Baumer and Brubaker’s concept of post-userism describes how the design of digital systems is evolving away from the ground truth assumption that the start and end point is the actions of a single human user. They sketch out the historical evolution of the basic assumptions in human computer interaction, from a single person sitting in front of a single fixed terminal, to the use of multiple mobile devices, IOT devices, and other digital things that take on some of what would previously be attributes of the user. Attributes such as distributed cognition are to the for here. That parallels a lot of new materialism and actor-network theory work. I would go further and say that the classic period of the ‘user’ also had some of these attributes baked in, but they were hidden due to who the users were. There was a near one to one relationship between the user’s cultural habitus and the design of the systems they were using.
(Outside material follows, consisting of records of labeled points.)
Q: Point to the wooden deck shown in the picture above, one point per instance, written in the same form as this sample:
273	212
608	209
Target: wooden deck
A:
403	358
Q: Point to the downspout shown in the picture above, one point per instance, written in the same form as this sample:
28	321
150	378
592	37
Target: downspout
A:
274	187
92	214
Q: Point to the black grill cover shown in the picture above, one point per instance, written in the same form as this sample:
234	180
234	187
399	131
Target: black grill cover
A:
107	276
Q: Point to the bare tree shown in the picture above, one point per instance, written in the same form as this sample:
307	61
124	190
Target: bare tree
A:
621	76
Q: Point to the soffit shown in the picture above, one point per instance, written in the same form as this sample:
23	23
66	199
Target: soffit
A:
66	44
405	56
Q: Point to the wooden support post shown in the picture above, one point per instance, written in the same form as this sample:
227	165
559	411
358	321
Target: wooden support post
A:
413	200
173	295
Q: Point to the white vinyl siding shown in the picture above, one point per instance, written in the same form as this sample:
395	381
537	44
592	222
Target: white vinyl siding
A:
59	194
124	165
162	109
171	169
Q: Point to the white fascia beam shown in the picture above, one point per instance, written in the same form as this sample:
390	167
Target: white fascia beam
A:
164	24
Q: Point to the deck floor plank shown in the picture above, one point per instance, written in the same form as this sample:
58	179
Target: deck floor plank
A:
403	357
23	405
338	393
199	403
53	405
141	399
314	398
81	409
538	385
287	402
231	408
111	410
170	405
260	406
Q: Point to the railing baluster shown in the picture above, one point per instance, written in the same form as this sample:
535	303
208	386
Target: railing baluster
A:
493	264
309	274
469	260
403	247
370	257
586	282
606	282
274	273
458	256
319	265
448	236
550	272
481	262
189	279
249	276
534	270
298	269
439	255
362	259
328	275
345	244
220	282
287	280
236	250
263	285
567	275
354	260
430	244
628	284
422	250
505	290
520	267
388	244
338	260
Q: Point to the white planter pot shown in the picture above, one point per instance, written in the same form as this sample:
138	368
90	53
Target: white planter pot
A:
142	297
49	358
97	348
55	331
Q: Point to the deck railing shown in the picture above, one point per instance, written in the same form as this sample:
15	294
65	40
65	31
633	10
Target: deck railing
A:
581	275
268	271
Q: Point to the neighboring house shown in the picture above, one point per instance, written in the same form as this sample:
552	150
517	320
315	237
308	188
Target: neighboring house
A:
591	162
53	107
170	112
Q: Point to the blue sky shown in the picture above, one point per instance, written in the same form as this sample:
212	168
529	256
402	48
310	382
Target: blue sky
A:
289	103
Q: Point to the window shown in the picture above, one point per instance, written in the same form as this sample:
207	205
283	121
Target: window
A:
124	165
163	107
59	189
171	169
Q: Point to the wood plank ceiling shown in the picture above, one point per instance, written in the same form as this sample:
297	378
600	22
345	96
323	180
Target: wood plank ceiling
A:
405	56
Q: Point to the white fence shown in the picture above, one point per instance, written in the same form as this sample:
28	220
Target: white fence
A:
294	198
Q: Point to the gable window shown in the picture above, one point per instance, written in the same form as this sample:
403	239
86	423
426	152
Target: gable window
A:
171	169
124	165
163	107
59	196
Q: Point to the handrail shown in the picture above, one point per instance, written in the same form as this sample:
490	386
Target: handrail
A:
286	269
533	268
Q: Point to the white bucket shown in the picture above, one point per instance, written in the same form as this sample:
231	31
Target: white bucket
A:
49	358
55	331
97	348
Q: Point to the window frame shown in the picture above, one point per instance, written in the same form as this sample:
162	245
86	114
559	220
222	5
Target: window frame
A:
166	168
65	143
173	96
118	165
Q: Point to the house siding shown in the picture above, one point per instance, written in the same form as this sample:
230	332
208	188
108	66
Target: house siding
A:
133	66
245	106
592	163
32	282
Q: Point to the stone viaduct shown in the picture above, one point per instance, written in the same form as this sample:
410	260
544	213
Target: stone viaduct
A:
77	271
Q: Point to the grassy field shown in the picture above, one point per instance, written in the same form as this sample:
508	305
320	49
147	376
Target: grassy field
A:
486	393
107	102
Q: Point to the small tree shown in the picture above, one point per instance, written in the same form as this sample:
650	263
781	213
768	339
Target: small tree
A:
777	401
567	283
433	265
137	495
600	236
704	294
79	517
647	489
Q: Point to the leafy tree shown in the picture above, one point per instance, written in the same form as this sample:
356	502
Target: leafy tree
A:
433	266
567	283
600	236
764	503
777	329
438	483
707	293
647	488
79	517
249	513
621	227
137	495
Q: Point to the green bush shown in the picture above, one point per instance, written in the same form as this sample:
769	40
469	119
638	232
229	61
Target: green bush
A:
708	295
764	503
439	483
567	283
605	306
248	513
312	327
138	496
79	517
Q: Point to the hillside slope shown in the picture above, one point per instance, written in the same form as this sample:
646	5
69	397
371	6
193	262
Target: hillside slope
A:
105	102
They set out some attributes we should be alert to. There is indirection, where the system operator is acting for someone else. There are many instances where a device might be shared among a group, or where it is mediated by an operator. Then there is transience, where individuals interact with a system repeatedly without it retaining a singular ‘trace identity’ for them. Multiplicity is a common happening in some systems where people can have varied identities representing different uses or subject positions. Systems also work with user Absence where they are not centred on any one user, but have effects nonetheless. They give an example of Google searches for classically African American names, as a prospective employer might do, throw up adverts implying the person may have a criminal record. User absence or withdrawal does not guarantee they can avoid the effects systems have. Human and non-human also work together as hybrids, for example the automod we are working with operates as an ally for the human moderators. All sorts of interesting challenges come up here, such as how the trend towards biometric authentication works when the person using the interface is not the end user.
In drug market studies this perspective is apt, as we see systems which have these attributes. There are automated drug market systems such as Televend. Users operate drug purchase systems for others and insert themselves into the market as buyers, secondary distributors and social suppliers. In drug market studies we can systematically acknowledge how these changes have altered the nature of distribution and consumption. For example, the rise of performance/image enhancing drugs decenters the hedonic self, instead involving multiple selves. Legal liability and culpability are also in question when the systems are complex and distribute responsibility among different individuals and systems.
Baumer EPS and Brubaker JR (2017) Post-userism. In: Proceedings of the 2017 CHI Conference on Human Factors in Computing Systems, Denver Colorado USA, 2 May 2017, pp. 6291–6303. ACM. DOI: 10.1145/3025453.3025740.